Orta sınıfların gericiliğine ilişkin bu vurgu, marksizmin gelişimi içinde geriye çekildi. Hatta, Marx ve Engels, kısa bir dönem boyunca, Manifesto’da burjuvaziye yükledikleri misyonların bir bölümünü küçük burjuvazinin üstlenebileceğini düşündü. Küçük burjuvazi ve köylülükle ittifak başlıkları, marksizmin siyasal araçlar yelpazesi içinde yer aldı.
20. yüzyıl, küçük burjuvazinin, hatta bazen köylülüğün dinamizmine dayanan devrimlere sahne oldu.
Ama bugün gelinen noktada, altını mutlaka çizmek gerekiyor: Bu dinamikler, sosyalizmi geriye çekici etkide bulunmuştur. Reel sosyalizmin prestiji işçi sınıfı temeline dayanmayan devrimleri bir dönem boyunca ileri çekmiş, ama bunların pek azı sosyalizme ulaşmıştır. Sosyalizme varamayan devrimler, dünya devrim süreci açısından aynı zamanda bir yük oluşturmuştur.
Dahası, orta sınıfların tümüyle tasfiye edilememiş olması, sosyalist ülkelerin çözülüşünde de rol oynayan önemli faktörler arasında yer almıştır. Dar kafalı küçük burjuvaların mülkiyet ve tüketim ideolojilerinin yok edilememesi, sosyalist ideolojinin altını oymuştur.
Bazılarının çok sevdiği NEP dönemi, işçi sınıfı ile küçük burjuvazi ve köylülüğün devrimci bir ittifakının değil, toplumsal ilişkileri devrimci bir dönüşüme uğratmadan önce zaman kazanmak zorunda kalan işçi sınıfının orta sınıflara verdiği tavizlerin dönemi olmuştur.
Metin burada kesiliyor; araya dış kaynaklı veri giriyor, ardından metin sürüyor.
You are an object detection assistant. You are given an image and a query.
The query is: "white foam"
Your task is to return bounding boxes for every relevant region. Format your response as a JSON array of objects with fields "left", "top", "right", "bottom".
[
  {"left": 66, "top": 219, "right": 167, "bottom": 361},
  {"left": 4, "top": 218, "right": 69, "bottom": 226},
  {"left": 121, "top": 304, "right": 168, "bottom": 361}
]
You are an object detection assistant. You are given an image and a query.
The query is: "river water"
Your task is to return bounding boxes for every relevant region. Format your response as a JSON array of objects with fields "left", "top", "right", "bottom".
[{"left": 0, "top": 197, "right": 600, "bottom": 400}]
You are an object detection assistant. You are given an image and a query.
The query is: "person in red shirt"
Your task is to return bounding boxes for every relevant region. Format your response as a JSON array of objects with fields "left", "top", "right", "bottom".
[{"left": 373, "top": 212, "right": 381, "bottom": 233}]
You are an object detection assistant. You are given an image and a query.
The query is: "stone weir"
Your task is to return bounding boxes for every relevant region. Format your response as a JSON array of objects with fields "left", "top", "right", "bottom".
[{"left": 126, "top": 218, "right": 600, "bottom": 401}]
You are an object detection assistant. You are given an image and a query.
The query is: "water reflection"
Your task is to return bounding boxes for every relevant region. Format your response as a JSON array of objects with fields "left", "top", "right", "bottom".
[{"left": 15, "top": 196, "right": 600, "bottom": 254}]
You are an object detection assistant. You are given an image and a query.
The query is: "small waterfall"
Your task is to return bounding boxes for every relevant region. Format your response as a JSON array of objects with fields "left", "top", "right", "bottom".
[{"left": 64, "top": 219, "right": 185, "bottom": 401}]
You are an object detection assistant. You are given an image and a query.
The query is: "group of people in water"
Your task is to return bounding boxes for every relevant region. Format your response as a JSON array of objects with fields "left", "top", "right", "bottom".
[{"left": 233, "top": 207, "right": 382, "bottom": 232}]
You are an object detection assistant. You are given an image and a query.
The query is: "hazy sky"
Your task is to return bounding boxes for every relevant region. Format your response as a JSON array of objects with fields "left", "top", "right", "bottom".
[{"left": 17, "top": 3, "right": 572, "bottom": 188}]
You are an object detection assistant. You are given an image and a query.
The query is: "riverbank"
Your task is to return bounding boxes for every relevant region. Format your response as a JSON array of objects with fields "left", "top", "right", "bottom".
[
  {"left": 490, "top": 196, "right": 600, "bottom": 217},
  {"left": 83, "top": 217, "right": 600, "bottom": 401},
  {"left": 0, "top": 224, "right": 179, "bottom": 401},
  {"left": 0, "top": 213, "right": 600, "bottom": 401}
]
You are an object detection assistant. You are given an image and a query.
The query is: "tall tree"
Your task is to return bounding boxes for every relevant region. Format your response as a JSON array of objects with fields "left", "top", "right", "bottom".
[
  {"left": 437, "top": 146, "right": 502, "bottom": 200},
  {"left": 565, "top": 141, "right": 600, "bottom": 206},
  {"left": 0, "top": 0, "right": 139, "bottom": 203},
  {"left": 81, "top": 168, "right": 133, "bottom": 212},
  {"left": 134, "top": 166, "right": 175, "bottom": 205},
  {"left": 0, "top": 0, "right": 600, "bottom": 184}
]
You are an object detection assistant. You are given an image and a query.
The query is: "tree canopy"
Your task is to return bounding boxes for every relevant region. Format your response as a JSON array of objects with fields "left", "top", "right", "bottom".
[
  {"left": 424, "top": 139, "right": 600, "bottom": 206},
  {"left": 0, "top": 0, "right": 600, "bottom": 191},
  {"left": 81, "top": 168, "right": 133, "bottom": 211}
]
Garbaçov ve tayfasının sosyalizmi tasfiye etme sürecinde NEP’i allayıp pullaması boşuna değildi.
Lenin de şu sözleri boşuna sarf etmemişti:
“Sınıfları ortadan kaldırmak, sadece büyük toprak sahiplerini ve kapitalistleri kovmak değildir – bizde bu, nispeten kolay oldu-, sınıfları ortadan kaldırmak demek, küçük meta üreticilerini de ortadan kaldırmaktır; oysa bunları kovamayız, bunları ezemeyiz, bunlarla iyi geçinmek zorundayız. (…) Bu küçük üreticiler, proletaryayı her yandan bir küçük-burjuva havası içine hapsederler, proletaryayı etkilerler, onun bilinçlenmesine engel olurlar; bunlar, proletaryanın saflarında durmadan, karakter yoksunluğu gibi, dağınıklık gibi, bireycilik gibi, büyük heyecandan umutsuzluğa geçiş gibi küçük-burjuvaziye özgü niteliklerin yer edinmesini sağlarlar. (…) Milyonlarca ve on milyonlarca insandaki alışkanlık gücü, en korkunç güçtür. (…) Merkezileşmiş büyük burjuvaziyi yenmek, milyonlarca küçük patronu “yenmekten” bin kez daha kolaydır; oysa bunlar her günkü alışılagelen, gözle görülmeyen, elle tutulmayan, eritici eylemleriyle burjuvazi için gereken aynı sonuçları, burjuvaziyi yeniden iktidara getirecek olan sonuçları gerçekleştirmektedirler. Proletarya partisinin demir disiplinini (özellikle diktatörlüğü sırasında) azıcık da olsa zayıflatan kimse, gerçekte, proletaryaya karşı, burjuvaziye yardım etmektedir” 4 [LENİN Vladimir İlyiç]
Komünistler, işçi sınıfının orta sınıflarla işbirliğine, hiçbir zaman, kendi başına bir olumluluk atfetmez. Orta sınıflarla girilen her ilişki, işçi sınıfı hareketini geri çeker.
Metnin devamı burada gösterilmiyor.